The road to Exxon's long-awaited stock buybacks is paved with billions in asset sales

Key Points
  • Exxon expects to restart its share buyback program once $15 billion of asset sales gets under way, CEO Darren Woods says. 
  • Exxon is holding its fire even as its peers are once again enriching shareholders by purchasing their own stock.
  • Woods says the company's priorities are reinvesting to replenish its reserves and growing its dividend.
Exxon Mobil CEO Darren Woods explains its plan to increase capital spending
Exxon Mobil CEO Darren Woods explains its plan to increase capital spending

Exxon Mobil's plan to sell billions of dollars in assets may pave the way for the company to return cash to stockholders through a long-awaited share buyback program, says Chairman and CEO Darren Woods.

On Wednesday, the energy giant forecast it could generate $15 billion in cash through 2025 by selling assets. Woods say the company expects some of that cash will go towards repurchasing stock from shareholders.

But today, the company's main priority is reinvesting in its business and replenishing its oil and natural gas reserves.

"We've got a balance sheet that allows us to continue to do that, and so we've looked at our balance sheet, our objectives to grow dividends ... and to maintain a strong balance sheet," he said in an interview with CNBC's Becky Quick.

"We can do all that in a pretty wide range of price environments, so the additional money coming in from divestments we can use for buybacks."

Darren Woods, Chairman and CEO, Exxon Mobil.
Katie Kramer | CNBC

Exxon is reviewing its global portfolio for divestment opportunities, and will prune assets that don't fit its strategic priorities, says Woods. The company will also look for tactical opportunities to offload assets at good value, he added.

But it remains unclear when the divestments will give way to share repurchases, and some investors appear to be growing impatient. Exxon saw its stock price slump on Wednesday, despite the company issuing improved guidance for profits and cash flow during its annual investor day.

Analysts say one reason for the pullback is disappointment that Exxon did not launch a buyback program, even as its peers have begun enriching investors by once again repurchasing stock.

"Exxon has been the only supermajor in recent quarters without an active buyback program," said Raymond James equity analyst Pavel Molchanov.

"Interestingly enough, a decade ago this company had the largest buyback amounts in the entire S&P 500."

Exxon spent about $210 billion on share buybacks over a decade before halting share repurchases three years ago, except to offset dilution. Now, Exxon has fallen behind its peers like Chevron, Royal Dutch Shell and BP, who have all restarted their share buyback programs following the punishing 2014-2016 oil price downturn.
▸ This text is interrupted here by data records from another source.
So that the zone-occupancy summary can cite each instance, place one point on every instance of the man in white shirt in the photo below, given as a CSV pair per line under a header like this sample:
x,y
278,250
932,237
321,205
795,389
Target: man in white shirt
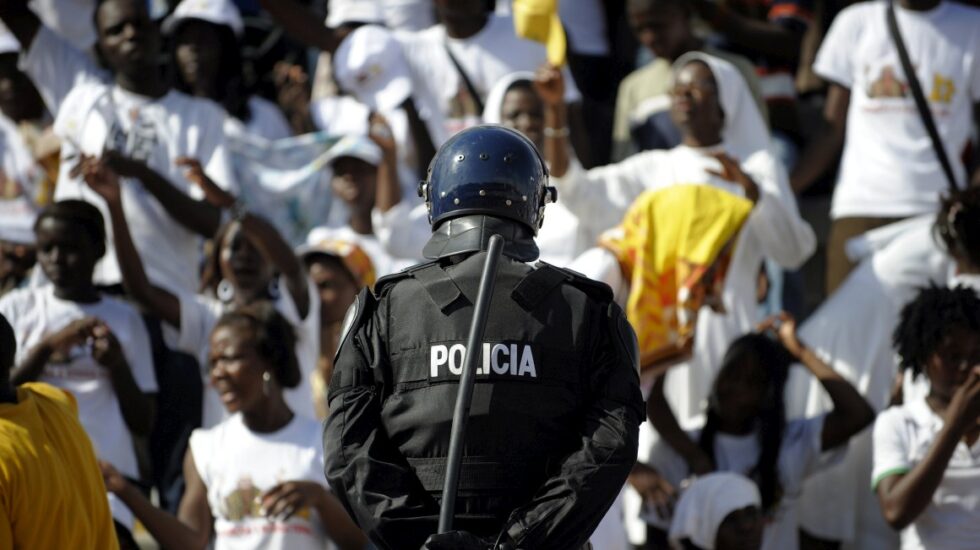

Chevron CEO on plans to double production
Chevron CEO on plans to double production

Pressed on the buyback issue, Woods said Exxon remains focused on generating value for shareholders over the short- and long-term, and in the current cycle, that means investing while others are pulling back spending.

The most exciting part of the multi-year road map Exxon revealed on Wednesday is the opportunities executives have identified to build on last year's long-term plan, Woods said. That plan called for doubling earnings in Exxon's chemicals and refining segments and tripling profit in its business producing oil and gas by 2025.

By spending another $4 billion between 2019-2025, Exxon believes it can improve net present value by $40 billion, drum up $9 billion of extra earnings and $24 billion of added cash flow during the period.

"The projects that we put into the portfolio have very good returns, are accretive and are advantaged versus the rest of the competition," Woods said.

"What we've found over time as we're talking to investors is they like the plan."

Exxon is right to invest in capital expenditure, energy expert says
Exxon is right to invest in capital expenditure, energy expert says

John Kilduff, founding partner at energy hedge fund Again Capital, says it's the right time for Exxon to double down on its bets.

"This is a low-cost environment. The cost of rigs — offshore rigs — have basically been cut in half from two years ago," he told CNBC's "Squawk Box" "I mean, you want to be buying low and selling high."

Kilduff said Exxon had done the opposite over the last few years, for example acquiring U.S. shale driller XTO Energy near the top of the market.

"The company, it seemed to be in sort of a funk," he said. "But this new CEO is doing some things. They're actually going to get more active in trading, as well, so I think it's a good future. I think it's a great move for them."